A crisp scent filled the air, promising him a sleepless, but productive, night. He took a sip, and for a second the acidic warmth was all he knew. For him, that was more than enough.

The morning came with boisterous showers, a kindly breeze, and moody skies he grinned at as he left the shed, pulling the tarp of woven shopping bags over the roof before he set off for school.

It was almost funny how human the rain made people look. With shiny ponchos and plastic umbrellas, it almost seemed as though anyone without some sort of protection would melt at contact with the liquid. They wore their plastic like doctors do masks or knights did armor, only instead of sickness or pain, they wore their protection against a harmless, essential cold, against something inherently part of them. Somehow, it made sense.

Stepping foot into a dull, white building, he made his way to class in wet clothes. He spent the time staring at the clock, occasionally mistaking the murmuring of his classmates for the humming of machines as he blinked away sleep. By the time he blinked again, the hour hand had jumped forwards, and a figure stood in front of him with a fresh blueberry muffin and steaming coffee in a thermos. “Hey bud, thought you might need this,” she offered knowingly. The boy responded with a warm, sleepy grin and a soft “thank you” as he accepted the meal.

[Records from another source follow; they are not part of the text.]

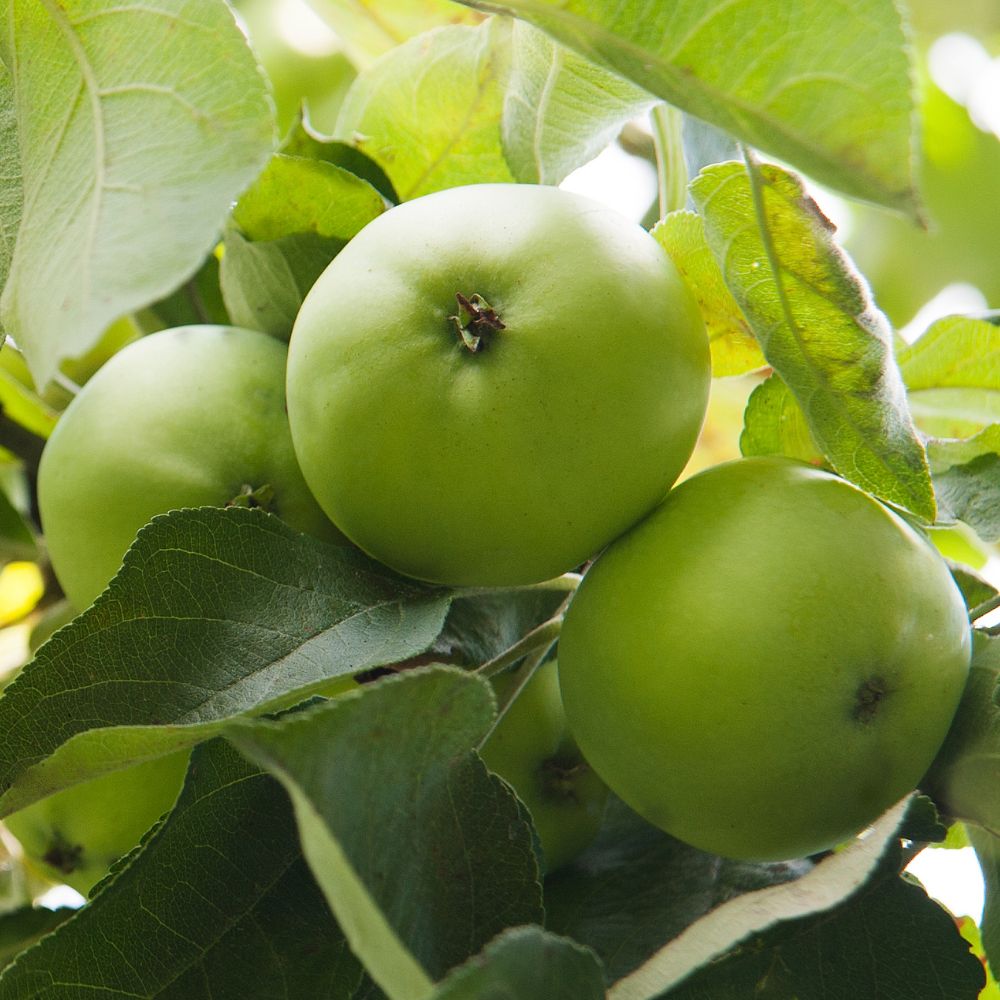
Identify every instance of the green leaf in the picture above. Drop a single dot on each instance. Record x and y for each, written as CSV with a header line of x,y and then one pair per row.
x,y
370,28
958,177
944,453
197,300
976,590
987,847
17,540
422,854
264,283
526,963
891,942
215,614
561,110
293,220
217,902
429,113
815,322
774,424
734,348
750,915
965,777
129,160
971,493
303,140
482,627
18,398
636,888
10,174
826,88
952,373
296,194
22,928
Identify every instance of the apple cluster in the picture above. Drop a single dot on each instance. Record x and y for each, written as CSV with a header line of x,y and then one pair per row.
x,y
497,384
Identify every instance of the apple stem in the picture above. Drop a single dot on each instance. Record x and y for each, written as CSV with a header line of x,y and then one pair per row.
x,y
525,673
981,610
477,322
540,637
567,583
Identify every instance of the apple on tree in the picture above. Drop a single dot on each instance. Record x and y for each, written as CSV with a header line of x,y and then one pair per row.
x,y
188,417
76,835
767,662
491,382
532,749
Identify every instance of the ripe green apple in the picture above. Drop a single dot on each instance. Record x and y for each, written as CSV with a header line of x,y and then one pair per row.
x,y
490,383
76,835
532,749
193,416
767,662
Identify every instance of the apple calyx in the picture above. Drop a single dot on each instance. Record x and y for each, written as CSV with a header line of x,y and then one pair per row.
x,y
868,699
63,856
254,496
560,776
477,322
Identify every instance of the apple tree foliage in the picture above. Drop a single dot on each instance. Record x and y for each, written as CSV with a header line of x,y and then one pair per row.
x,y
357,847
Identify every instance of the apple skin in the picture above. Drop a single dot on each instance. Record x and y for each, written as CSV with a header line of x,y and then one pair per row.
x,y
518,462
182,418
76,835
767,662
534,752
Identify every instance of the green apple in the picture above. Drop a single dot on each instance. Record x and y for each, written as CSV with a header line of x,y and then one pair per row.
x,y
193,416
490,383
76,835
767,662
534,752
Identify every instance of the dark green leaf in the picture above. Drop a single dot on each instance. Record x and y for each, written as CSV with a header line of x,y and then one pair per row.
x,y
734,348
130,159
965,777
23,928
817,326
891,942
422,854
215,614
636,888
826,88
526,964
959,178
761,917
217,903
971,493
952,374
774,424
480,628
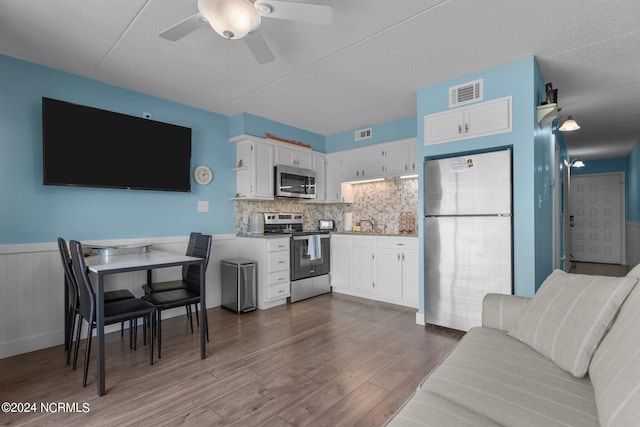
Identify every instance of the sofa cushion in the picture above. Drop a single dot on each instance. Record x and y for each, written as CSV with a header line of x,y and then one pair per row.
x,y
428,409
569,315
615,368
504,380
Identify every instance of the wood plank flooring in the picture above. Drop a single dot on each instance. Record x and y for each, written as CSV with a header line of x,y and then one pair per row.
x,y
332,360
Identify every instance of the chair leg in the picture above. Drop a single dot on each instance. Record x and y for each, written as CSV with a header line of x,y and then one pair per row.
x,y
75,357
86,356
150,319
159,327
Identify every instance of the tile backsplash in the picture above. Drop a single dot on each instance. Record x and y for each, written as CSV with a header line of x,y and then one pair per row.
x,y
382,201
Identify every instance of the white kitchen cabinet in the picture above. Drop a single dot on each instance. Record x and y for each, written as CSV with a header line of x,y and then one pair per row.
x,y
294,157
362,163
383,268
397,268
335,190
254,176
362,258
396,158
319,167
340,261
273,262
486,118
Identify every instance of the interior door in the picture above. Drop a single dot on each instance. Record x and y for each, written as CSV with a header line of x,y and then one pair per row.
x,y
597,202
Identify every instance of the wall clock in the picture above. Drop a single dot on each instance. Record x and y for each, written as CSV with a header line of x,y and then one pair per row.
x,y
203,175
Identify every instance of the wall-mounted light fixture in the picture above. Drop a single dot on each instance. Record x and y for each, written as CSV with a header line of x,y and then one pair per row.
x,y
569,125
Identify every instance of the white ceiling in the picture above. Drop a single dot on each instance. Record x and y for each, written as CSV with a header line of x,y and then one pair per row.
x,y
362,70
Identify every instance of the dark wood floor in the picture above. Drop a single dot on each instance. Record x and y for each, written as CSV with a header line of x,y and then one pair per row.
x,y
332,360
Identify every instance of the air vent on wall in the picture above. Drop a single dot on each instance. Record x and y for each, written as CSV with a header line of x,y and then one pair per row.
x,y
363,134
465,93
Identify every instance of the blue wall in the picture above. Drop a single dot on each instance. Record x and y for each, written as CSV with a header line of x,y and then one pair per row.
x,y
31,212
522,81
633,184
383,132
249,124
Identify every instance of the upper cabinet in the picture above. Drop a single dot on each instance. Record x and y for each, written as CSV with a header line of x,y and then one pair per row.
x,y
294,157
486,118
254,176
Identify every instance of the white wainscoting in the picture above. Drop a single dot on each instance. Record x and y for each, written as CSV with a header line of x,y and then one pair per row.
x,y
32,289
632,243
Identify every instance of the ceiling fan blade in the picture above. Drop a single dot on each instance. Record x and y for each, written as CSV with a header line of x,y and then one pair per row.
x,y
184,27
258,47
303,12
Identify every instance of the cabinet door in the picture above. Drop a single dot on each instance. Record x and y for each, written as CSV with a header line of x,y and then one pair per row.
x,y
488,118
388,273
410,281
304,159
318,167
333,175
442,127
396,159
351,165
262,170
340,265
362,263
372,162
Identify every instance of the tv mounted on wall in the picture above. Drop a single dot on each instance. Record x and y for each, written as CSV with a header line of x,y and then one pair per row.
x,y
89,147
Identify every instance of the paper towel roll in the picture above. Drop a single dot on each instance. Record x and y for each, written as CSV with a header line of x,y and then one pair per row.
x,y
347,221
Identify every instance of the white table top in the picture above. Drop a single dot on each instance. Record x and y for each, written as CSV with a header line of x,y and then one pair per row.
x,y
151,259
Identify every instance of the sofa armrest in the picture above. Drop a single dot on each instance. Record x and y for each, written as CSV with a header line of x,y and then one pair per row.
x,y
501,311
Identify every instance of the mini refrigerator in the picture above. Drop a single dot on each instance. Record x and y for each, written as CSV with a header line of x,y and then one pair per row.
x,y
239,285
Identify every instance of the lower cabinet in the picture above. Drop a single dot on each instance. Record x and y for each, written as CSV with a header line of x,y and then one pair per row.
x,y
383,268
273,263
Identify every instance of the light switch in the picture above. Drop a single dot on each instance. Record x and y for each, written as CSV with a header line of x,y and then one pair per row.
x,y
203,206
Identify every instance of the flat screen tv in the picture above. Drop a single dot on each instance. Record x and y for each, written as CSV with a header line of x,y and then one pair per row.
x,y
88,147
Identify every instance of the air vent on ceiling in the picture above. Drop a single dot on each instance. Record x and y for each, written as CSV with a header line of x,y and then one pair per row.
x,y
363,134
465,93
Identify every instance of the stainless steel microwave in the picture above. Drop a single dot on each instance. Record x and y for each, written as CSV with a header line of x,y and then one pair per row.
x,y
291,181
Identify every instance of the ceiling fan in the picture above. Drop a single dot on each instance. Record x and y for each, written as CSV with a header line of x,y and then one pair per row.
x,y
237,19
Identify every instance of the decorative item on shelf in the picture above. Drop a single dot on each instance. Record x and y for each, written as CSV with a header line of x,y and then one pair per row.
x,y
569,125
406,223
202,175
287,141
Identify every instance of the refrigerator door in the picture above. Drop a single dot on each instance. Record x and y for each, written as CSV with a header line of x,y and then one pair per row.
x,y
472,185
465,258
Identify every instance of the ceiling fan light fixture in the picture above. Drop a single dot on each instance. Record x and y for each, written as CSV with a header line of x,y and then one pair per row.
x,y
569,125
232,19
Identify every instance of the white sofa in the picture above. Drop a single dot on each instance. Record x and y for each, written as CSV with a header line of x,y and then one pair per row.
x,y
570,356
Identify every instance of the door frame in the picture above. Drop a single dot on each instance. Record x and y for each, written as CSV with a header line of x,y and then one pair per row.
x,y
622,175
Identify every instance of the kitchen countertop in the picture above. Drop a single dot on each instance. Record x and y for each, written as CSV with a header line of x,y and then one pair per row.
x,y
373,233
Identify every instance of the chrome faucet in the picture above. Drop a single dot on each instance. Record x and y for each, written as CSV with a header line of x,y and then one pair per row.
x,y
372,223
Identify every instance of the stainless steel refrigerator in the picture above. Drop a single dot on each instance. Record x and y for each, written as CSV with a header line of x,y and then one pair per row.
x,y
468,236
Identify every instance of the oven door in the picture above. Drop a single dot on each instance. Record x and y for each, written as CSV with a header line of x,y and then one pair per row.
x,y
310,255
295,182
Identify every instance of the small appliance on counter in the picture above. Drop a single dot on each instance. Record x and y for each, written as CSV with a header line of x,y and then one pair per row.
x,y
327,224
257,223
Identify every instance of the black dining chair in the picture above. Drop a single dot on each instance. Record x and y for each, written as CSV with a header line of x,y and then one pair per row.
x,y
183,297
171,285
114,312
71,285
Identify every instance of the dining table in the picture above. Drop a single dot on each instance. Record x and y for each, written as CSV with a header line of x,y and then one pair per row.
x,y
102,266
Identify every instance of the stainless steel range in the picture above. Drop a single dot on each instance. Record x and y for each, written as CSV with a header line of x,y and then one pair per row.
x,y
310,254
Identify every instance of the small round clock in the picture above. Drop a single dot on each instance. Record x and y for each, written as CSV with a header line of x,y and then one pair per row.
x,y
203,175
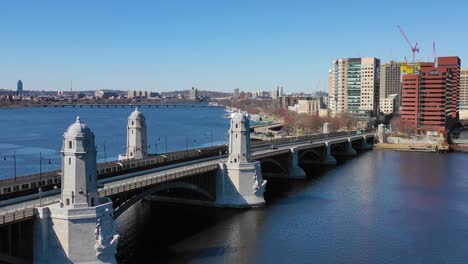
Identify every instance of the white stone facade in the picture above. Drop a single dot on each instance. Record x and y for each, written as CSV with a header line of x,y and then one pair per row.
x,y
239,180
136,137
79,229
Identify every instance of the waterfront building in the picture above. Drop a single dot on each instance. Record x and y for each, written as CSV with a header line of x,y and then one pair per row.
x,y
388,105
102,94
428,101
277,92
235,94
193,94
390,83
19,88
463,103
355,86
310,106
137,94
287,101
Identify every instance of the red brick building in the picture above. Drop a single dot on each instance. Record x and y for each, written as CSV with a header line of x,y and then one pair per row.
x,y
430,95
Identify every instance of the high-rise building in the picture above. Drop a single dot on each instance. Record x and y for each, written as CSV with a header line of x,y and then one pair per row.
x,y
331,103
310,106
19,88
428,101
463,99
390,83
193,94
463,88
453,64
277,92
356,83
137,94
236,94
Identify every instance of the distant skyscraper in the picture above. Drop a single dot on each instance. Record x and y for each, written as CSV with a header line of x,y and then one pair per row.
x,y
19,88
331,103
464,89
427,95
276,93
463,103
236,94
193,94
390,81
356,83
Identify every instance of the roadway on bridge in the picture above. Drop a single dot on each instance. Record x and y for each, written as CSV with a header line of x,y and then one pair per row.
x,y
9,208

He took a bite of the muffin and a sip of the coffee, looking at them with an unwarranted amount of gratitude. To him, they were more than enough.

As the final bell signalled the end of the school day, the boy trudged through muddy puddles the morning showers left behind and towards the crooked shed. The girl walked humbly behind him, joking about her wet shoes. As the shed came into view, her jovial tone slowly fell away as she questioned the boy from behind him. “Today’s the last day, right?” She could see the boy nod, and although she could not see his face, she recognized the slight quiver to his breath. She recognized the same in her own.

They pushed open the wooden door, hesitating only a second before getting to work.